# It's raining here!!!



## PHRAG (Jun 7, 2006)

Yeah, so some of you are probably used to rain (or tired of it), but I live in the desert. I haven't seen real rain in six months. I kid you not. 

Wow, I love it. :smitten:


----------



## bwester (Jun 7, 2006)

I'm that way with snow. When I lived in north Georgia I saw it a few times, but here in south Georgia, the only snow we have is the cotton everywhere when they harvest


----------



## Heather (Jun 7, 2006)

I entered the house tonight under a deluge and though "damn, I don't have enough plants anymore to make a DENT in the amount of water spilling from my rain barrell!"


----------



## Marco (Jun 9, 2006)

Take some of our rain here in the northeast. It's been raining so much in the past couple of weeks!


----------



## lienluu (Jun 9, 2006)

It FINALLY STOPPEd raining here! Yay, I was so happy to see the sun out today. I finally got a chance to work outside and clean up. Also repotted a bunch of plants. 

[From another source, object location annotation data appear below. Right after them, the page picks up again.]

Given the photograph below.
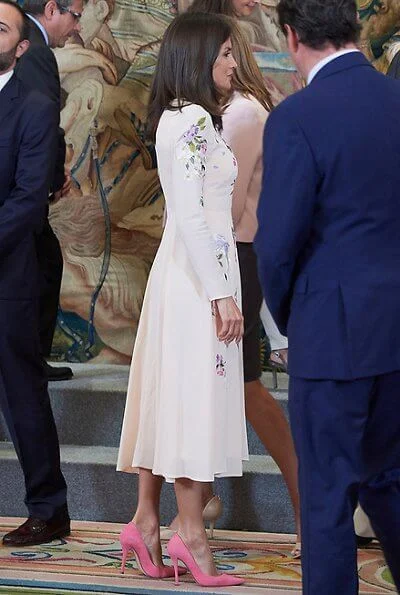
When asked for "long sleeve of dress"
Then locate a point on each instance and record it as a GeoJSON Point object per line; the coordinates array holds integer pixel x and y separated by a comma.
{"type": "Point", "coordinates": [191, 152]}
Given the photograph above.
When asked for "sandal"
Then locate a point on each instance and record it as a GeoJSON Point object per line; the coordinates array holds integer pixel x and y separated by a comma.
{"type": "Point", "coordinates": [296, 551]}
{"type": "Point", "coordinates": [278, 359]}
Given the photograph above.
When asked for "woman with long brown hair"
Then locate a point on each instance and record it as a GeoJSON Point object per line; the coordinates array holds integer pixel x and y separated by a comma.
{"type": "Point", "coordinates": [184, 418]}
{"type": "Point", "coordinates": [248, 105]}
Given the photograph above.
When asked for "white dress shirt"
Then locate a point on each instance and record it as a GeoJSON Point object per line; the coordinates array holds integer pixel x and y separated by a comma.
{"type": "Point", "coordinates": [4, 78]}
{"type": "Point", "coordinates": [319, 65]}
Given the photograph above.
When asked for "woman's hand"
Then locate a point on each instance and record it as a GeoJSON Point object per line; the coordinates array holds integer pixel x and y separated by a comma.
{"type": "Point", "coordinates": [229, 320]}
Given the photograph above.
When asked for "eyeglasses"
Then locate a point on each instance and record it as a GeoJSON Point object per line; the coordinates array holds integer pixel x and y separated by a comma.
{"type": "Point", "coordinates": [76, 15]}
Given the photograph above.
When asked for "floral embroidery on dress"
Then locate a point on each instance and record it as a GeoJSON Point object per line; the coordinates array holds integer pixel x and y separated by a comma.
{"type": "Point", "coordinates": [220, 364]}
{"type": "Point", "coordinates": [193, 150]}
{"type": "Point", "coordinates": [221, 252]}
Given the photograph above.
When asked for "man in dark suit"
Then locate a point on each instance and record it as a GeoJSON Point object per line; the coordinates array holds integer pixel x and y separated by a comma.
{"type": "Point", "coordinates": [28, 124]}
{"type": "Point", "coordinates": [328, 246]}
{"type": "Point", "coordinates": [50, 25]}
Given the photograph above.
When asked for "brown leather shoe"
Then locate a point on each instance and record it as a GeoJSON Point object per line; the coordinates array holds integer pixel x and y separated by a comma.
{"type": "Point", "coordinates": [36, 531]}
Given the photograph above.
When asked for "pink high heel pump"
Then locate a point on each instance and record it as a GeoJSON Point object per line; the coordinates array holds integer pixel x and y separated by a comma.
{"type": "Point", "coordinates": [132, 541]}
{"type": "Point", "coordinates": [178, 550]}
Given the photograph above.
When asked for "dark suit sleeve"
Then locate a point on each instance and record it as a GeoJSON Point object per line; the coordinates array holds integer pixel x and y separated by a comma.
{"type": "Point", "coordinates": [37, 68]}
{"type": "Point", "coordinates": [394, 67]}
{"type": "Point", "coordinates": [285, 211]}
{"type": "Point", "coordinates": [25, 207]}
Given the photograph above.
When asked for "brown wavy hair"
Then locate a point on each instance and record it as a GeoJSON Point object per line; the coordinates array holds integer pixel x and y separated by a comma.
{"type": "Point", "coordinates": [247, 78]}
{"type": "Point", "coordinates": [224, 7]}
{"type": "Point", "coordinates": [184, 71]}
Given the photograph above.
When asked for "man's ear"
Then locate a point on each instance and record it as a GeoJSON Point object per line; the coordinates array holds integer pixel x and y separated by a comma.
{"type": "Point", "coordinates": [21, 48]}
{"type": "Point", "coordinates": [101, 10]}
{"type": "Point", "coordinates": [292, 39]}
{"type": "Point", "coordinates": [49, 9]}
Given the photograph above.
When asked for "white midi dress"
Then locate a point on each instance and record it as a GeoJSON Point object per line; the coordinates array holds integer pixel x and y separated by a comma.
{"type": "Point", "coordinates": [184, 414]}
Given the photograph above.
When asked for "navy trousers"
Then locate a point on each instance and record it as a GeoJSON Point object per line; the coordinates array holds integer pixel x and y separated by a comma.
{"type": "Point", "coordinates": [25, 404]}
{"type": "Point", "coordinates": [347, 438]}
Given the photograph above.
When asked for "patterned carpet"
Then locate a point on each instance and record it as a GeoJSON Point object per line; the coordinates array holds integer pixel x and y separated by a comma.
{"type": "Point", "coordinates": [88, 562]}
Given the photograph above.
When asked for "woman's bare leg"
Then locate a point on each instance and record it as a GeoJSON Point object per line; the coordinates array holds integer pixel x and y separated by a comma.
{"type": "Point", "coordinates": [147, 515]}
{"type": "Point", "coordinates": [272, 428]}
{"type": "Point", "coordinates": [189, 497]}
{"type": "Point", "coordinates": [206, 495]}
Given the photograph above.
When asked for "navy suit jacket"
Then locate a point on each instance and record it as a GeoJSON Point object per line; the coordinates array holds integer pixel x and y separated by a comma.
{"type": "Point", "coordinates": [28, 141]}
{"type": "Point", "coordinates": [328, 241]}
{"type": "Point", "coordinates": [37, 68]}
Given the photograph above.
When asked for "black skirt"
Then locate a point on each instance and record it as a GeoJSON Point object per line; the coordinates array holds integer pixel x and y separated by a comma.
{"type": "Point", "coordinates": [251, 304]}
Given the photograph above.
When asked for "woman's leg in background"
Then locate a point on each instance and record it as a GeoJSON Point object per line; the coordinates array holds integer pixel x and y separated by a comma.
{"type": "Point", "coordinates": [272, 428]}
{"type": "Point", "coordinates": [278, 342]}
{"type": "Point", "coordinates": [189, 497]}
{"type": "Point", "coordinates": [147, 515]}
{"type": "Point", "coordinates": [262, 410]}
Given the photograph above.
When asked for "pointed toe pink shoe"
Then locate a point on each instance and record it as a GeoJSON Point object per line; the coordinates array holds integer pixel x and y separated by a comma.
{"type": "Point", "coordinates": [132, 541]}
{"type": "Point", "coordinates": [178, 550]}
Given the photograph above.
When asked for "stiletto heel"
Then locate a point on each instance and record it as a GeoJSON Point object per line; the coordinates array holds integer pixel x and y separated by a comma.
{"type": "Point", "coordinates": [211, 527]}
{"type": "Point", "coordinates": [175, 565]}
{"type": "Point", "coordinates": [275, 378]}
{"type": "Point", "coordinates": [124, 557]}
{"type": "Point", "coordinates": [178, 550]}
{"type": "Point", "coordinates": [211, 513]}
{"type": "Point", "coordinates": [131, 540]}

Supposed to have sun for the weekend too... YAY!


----------



## Heather (Jun 9, 2006)

Not here. 
We're under another flood watch again. Wah!


----------



## Marco (Jun 9, 2006)

lienluu said:


> It FINALLY STOPPEd raining here! Yay, I was so happy to see the sun out today. I finally got a chance to work outside and clean up. Also repotted a bunch of plants.
> 
> Supposed to have sun for the weekend too... YAY!




Not here I just blacked for like 10 minutes about over a half hour ago.


----------



## lienluu (Jun 10, 2006)

Was it really windy there? About 10pm, the wind just picked up and gushed around like mad. It blew a bunch of plants over and blew the shade cloth off my greenhouse!


----------



## Marco (Jun 10, 2006)

Yeah its pretty windy here to the trees are all swooshing around. I tried putting a plant where I normally put plants in a west window where I put some plants I have to light and the pot blew right over glad it was plastic.


----------